Robson Rak has completed a monumental house in Melbourne, embedded in greenery and seemingly forged from solid stone. The entire package, from structure to furniture, and even the art, was put together by the St Kilda-based studio, which has dubbed it the ‘House of Stone and Soul’ – a modern Australian family home.
It’s true that there is a cave-like quality to some of the spaces contained within this expansive private residence, but there’s also an abundance of light, as well as carefully framed sequences and views between different rooms.
Designed for a family of six, the house has ample space for entertaining, as well as six bedrooms and capacious utility areas, including a gym, basement ‘rumpus room’, complete with access to a subterranean courtyard, and even office space for the whole family.
The house presents a solemn face to the street, with different layers and types of meticulously constructed stone creating a mysterious, cliff-like fa?ade. Even the bi-fold garage doors have been given a sliver of stone cladding that implies impervious solidity.
The main entrance is down a covered ‘canyon’ between the curving outside wall of the library and the garage – it also features a specially commissioned John Young artwork. An oval opening in the concrete canopy illuminates the threshold, leading one down a stone-clad tunnel to the front door.

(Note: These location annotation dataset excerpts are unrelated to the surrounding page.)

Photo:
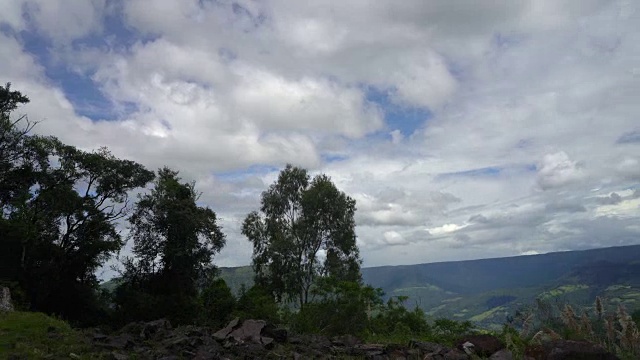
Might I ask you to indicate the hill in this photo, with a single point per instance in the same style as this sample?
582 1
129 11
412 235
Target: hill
487 291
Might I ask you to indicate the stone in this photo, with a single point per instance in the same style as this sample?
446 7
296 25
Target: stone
250 331
118 356
224 332
155 328
483 345
427 347
569 349
5 300
503 354
455 354
279 335
345 341
368 350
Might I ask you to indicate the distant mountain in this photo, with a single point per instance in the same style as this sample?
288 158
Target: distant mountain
487 291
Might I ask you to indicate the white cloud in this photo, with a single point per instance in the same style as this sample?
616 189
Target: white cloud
521 97
557 169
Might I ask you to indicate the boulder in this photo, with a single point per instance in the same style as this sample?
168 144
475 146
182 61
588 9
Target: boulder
157 328
277 334
482 345
224 332
503 354
5 299
250 331
567 350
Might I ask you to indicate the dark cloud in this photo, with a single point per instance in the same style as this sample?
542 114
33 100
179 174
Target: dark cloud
612 199
631 137
565 206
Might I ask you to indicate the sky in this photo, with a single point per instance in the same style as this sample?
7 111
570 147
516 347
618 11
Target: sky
463 129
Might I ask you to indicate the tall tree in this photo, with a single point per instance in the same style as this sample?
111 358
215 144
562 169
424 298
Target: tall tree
174 242
298 219
59 207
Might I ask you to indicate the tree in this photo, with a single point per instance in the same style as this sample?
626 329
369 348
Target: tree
217 302
174 242
59 207
298 219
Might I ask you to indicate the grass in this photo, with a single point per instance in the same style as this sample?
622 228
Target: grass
614 330
28 335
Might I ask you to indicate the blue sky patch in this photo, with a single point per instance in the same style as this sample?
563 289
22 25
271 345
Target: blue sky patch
407 119
490 171
630 137
253 170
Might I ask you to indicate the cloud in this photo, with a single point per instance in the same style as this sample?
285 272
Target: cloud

Inside, the ground floor reveals itself as a series of layers. To the right are the library and primary study, with a great curved sweep of books, its own private terrace, and access to a ‘half court’ basketball space. Immediately to the left is a glazed box overlooking one of the house’s two basement courtyards, with the kitchen, formal dining room, and family room beyond.
Beyond the family room, which is shielded from the kitchen by a glazed ‘incursion’ by the tropically planted garden, is a 25m pool. Three sides of the house have a verdant outlook, and together with the use of multi-level courtyards, give this stone house a green soul.